Ever wonder why your child is grinding his or her teeth?

Many people don't realize it, but bruxism (grinding of the teeth) is surprisingly common in children. Grinding can take place during daytime hours, but most of the time, children grind their teeth at night when sleeping. Bruxism can create a number of dental problems, depending on the frequency, intensity and underlying causes of the grinding.

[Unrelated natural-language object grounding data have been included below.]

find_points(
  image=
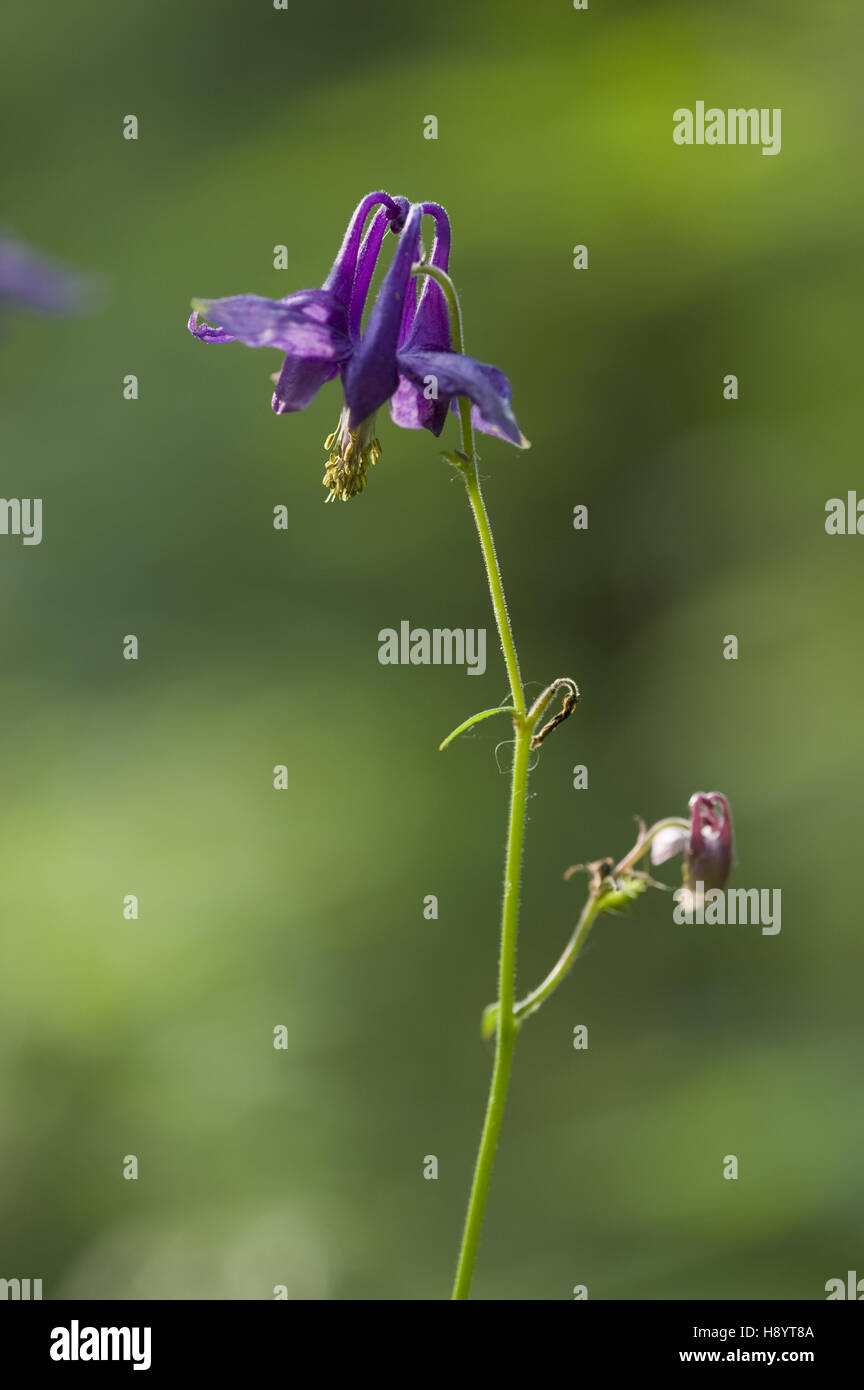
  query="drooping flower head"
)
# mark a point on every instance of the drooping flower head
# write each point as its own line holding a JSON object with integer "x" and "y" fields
{"x": 432, "y": 375}
{"x": 403, "y": 355}
{"x": 38, "y": 285}
{"x": 706, "y": 845}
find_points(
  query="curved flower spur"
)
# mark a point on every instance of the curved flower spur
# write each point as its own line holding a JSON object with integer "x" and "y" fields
{"x": 404, "y": 355}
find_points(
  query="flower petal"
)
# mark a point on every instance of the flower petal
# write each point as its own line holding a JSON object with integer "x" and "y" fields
{"x": 411, "y": 410}
{"x": 459, "y": 375}
{"x": 429, "y": 325}
{"x": 371, "y": 375}
{"x": 668, "y": 843}
{"x": 341, "y": 278}
{"x": 299, "y": 382}
{"x": 307, "y": 324}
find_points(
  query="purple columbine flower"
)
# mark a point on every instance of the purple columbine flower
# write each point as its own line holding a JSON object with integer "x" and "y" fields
{"x": 403, "y": 349}
{"x": 35, "y": 284}
{"x": 706, "y": 845}
{"x": 432, "y": 375}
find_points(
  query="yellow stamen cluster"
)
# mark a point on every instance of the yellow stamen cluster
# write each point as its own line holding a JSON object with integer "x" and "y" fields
{"x": 350, "y": 455}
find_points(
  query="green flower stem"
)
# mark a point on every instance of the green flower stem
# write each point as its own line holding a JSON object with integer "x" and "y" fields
{"x": 507, "y": 1025}
{"x": 591, "y": 912}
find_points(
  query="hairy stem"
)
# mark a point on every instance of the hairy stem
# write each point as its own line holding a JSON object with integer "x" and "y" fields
{"x": 507, "y": 1026}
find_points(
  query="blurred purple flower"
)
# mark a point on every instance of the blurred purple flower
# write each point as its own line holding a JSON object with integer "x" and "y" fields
{"x": 706, "y": 844}
{"x": 38, "y": 285}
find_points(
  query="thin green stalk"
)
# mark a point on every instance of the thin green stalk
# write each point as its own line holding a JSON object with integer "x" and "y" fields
{"x": 532, "y": 1001}
{"x": 507, "y": 1026}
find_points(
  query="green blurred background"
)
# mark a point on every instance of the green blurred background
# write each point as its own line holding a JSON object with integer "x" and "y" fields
{"x": 304, "y": 908}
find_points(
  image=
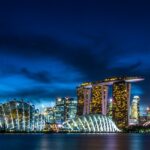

Parents can typically hear intense grinding when it occurs during the nighttime hours. Subtler daytime grinding can be difficult to identify. Some signs of grinding can be:

  • Frequent headaches;
  • Injuries to the teeth and gums;
  • Loud grinding or clicking noises;
  • Rhythmic clenching of the jaw muscles;
  • Pain in the jaw muscles, particularly during the morning hours;
  • Headaches and/or earaches;
  • Unusual sensitivity to hot and/or cold foods.

Even if the child or his/her parents are not aware of their nighttime grinding, the condition of the child's teeth can provide the dentist with important clues. Teeth that appear chipped on the edges, worn down and smooth on the biting surfaces, or excessively short may indicate that heavy grinding is taking place. Bruxism may be triggered by a range of causes, from tooth or jaw misalignment to environmental stress. The good news is, in most children, teeth grinding stops on its own around the time of puberty. Until that time, your dentist will closely monitor its effect on your child's teeth.

In general - if treatment is necessary - the cause of bruxism will determine the method of treatment. If the grinding seems to be aggravated by stress, your dentist may recommend relaxation classes, professional therapy, or special exercises for your child. It may also be advisable to consult the child's pediatric doctor in certain instances.

In cases where young teeth are suffering significant damage, your dentist may suggest a specialized nighttime dental appliance such as a mouth guard. They look similar to a mouthpiece worn during sports and can stop tooth surfaces from grinding against each other. When worn properly, these measures are almost universally successful in preventing damage from bruxism, in children and adults.